I thought at one point that I would adapt some of this priest’s favorite tunes, such as “O God Beyond all Praising”, into Mass settings. (This hymn is an excellent example of the appropriation of a fitting, secular tune [“Thaxted”] for sacred use.) I never did get around to writing Missa Thaxted, but I think someone should.
CONTEMPORARY CHRISTIAN PROPERS?
Four years ago, I remember wondering why, in the wake of:
1) the use of much CCM in Catholic liturgy (“praise & worship Masses”),
and
2) the post-2010 publishing of many sets of many sets of propers for the Novus Ordo (such as the English psalm-tone Lalemant propers or syllabic chant Simple English Propers),
no one had written a set of propers in the style of CCM. Two years ago, it appears that the Entrance and Communion antiphons from the 2010 Roman Missal (which, as I discussed here, do not match the other two sets of propers that the Novus Ordo has), were set by contemporary composers through OCP. While I do not necessarily approve of this work (or this publishing company), I think that its release is worth noting, as it appears to be the first of its kind.
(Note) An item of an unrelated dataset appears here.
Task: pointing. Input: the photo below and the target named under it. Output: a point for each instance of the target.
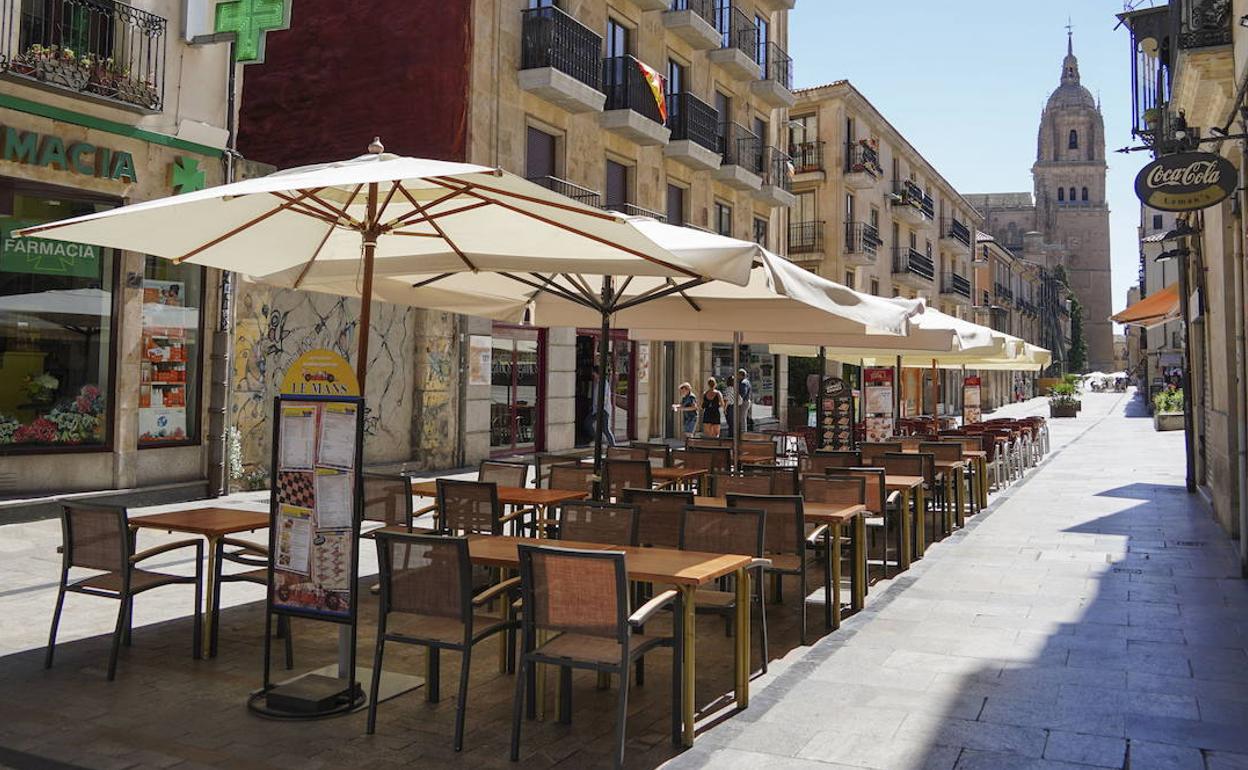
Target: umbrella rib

It is worth noting, however, that the SEP (Simple English Propers) have been sung with contemporary instrumentation at Masses like those conducted at SEEK, a Catholic college student/young adult conference run by FOCUS (Fellowship of Catholic University Students).
DIRECT APPROPRIATION OF CCM FOR THE CATHOLIC LITURGY
In the wake of the advent of the “praise & worship Mass” that consists mainly of P&W songs at the opening, Offertory, Communion and closing, I have also wondered why certain pieces of CCM have not been directly appropriated for liturgical use. One rather obvious example seems to be the opening “Alleluia, alleluia” from Michael W. Smith’s song “Agnus Dei”, which could easily be used as the Gospel acclamation in a Novus Ordo Mass. Similarly to above, I do not necessarily approve of such a thing, but I still wonder about it.
FINAL THOUGHT
A bit has been written by musicologists about how Martin Luther’s chorales were actually in the tradition of 15th-century, high art songs. In the first article that I linked here, I mentioned the rhythmic and stylistic similarities between 16th-century A) secular madrigals and B) sacred polyphony. Indeed, secular dance rhythms were successfully appropriate by Renaissance composers for sacred, liturgical use. Luther originally wrote his famous chorale “Ein feste burg ust inser Gott” (“A mighty Fortress is our God”) using said dance rhythms (see this recording, starting at 0:35). See also the original, rhythmic version of 16th-century German Lutheran pastor and composer Philipp Nicolai’s “Wachet auf, ruft uns die Stimme” (“Wake, awake, for night is flying”, according to 19th-century Anglican Catherine Winkworth’s translation).
It appears that J.S. Bach in the 18th century in his cantatas was the first composer to straighten these German chorales out from their original dance rhythm versions into the famous metrical versions that became standard in so many hymnals. (See Bach’s “Ein feste burg” and “Wachet auf.”) While Bach’s chromatic harmonizations are certainly more complex and sophisticated than the older harmonizations he would have known, I confess that I prefer the older, rhythmic versions!